Expand Runtime Security Policy | Machine, | Code Groups | All_Code |
LocalIntranet_Zone In the right-hand pane, click Add a Child Code
Group.
In the dialog that follows choose Create a new code group and fill in
a Name like Visual Studio Projects.
Optionally, provide a Description for the Code Group. (You'll see the
description when you click a Code Group in the left tree, helping you
identify the various Code Groups you may have) .
In the Condition Type drop down, choose URL
For the URL field, type something like this:
file://YourServer/My Documents/Visual Studio Projects/*
Under Use existing permission set, choose FullTrust (that is, if you
trust your own applications. If you don't, choose a different
permission set or create a new one).
Not sure why this works, but it made a previously unusable NET 2.0 project perform significantly better.
Original article: http://imar.spaanjaars.com/364/how-do-i-allow-my-visual-studio-net-projects-to-run-from-a-network-location
I was having the same problem. I have a local copy of our build system, which expects certain drive letters, and was also experiencing slowness.

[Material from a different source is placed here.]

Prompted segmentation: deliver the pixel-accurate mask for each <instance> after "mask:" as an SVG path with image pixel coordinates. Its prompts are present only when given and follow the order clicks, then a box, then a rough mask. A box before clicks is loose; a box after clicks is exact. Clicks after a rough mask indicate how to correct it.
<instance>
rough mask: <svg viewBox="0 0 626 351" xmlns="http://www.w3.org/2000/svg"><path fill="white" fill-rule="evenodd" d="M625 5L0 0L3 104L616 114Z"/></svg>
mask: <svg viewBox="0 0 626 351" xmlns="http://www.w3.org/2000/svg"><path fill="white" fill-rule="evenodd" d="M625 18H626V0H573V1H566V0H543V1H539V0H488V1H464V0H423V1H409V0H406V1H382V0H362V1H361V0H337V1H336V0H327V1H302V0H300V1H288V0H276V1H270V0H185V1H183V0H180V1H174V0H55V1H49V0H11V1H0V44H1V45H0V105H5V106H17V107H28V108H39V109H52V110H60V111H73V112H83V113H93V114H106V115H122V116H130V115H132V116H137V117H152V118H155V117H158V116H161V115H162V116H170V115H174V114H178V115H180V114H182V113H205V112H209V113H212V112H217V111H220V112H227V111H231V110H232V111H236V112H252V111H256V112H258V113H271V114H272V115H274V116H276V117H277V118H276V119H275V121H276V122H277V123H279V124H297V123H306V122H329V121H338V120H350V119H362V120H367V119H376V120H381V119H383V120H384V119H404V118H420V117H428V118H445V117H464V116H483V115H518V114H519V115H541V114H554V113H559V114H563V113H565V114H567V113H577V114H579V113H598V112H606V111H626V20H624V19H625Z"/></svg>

I have solved the problem by adding the following registry keys:
[HKEY_LOCAL_MACHINE\SYSTEM\CurrentControlSet\Control\Session Manager\DOS Devices]
"R:"="\DosDevices\D:\devel\build
"S:"="\DosDevices\D:\devel\src"
Note that the double '\'s above are part of the .reg file format. When using regedit use single '\' throughout.
My build times were divided by 3. :)
I found the info in the wikipedia article on the SUBST command.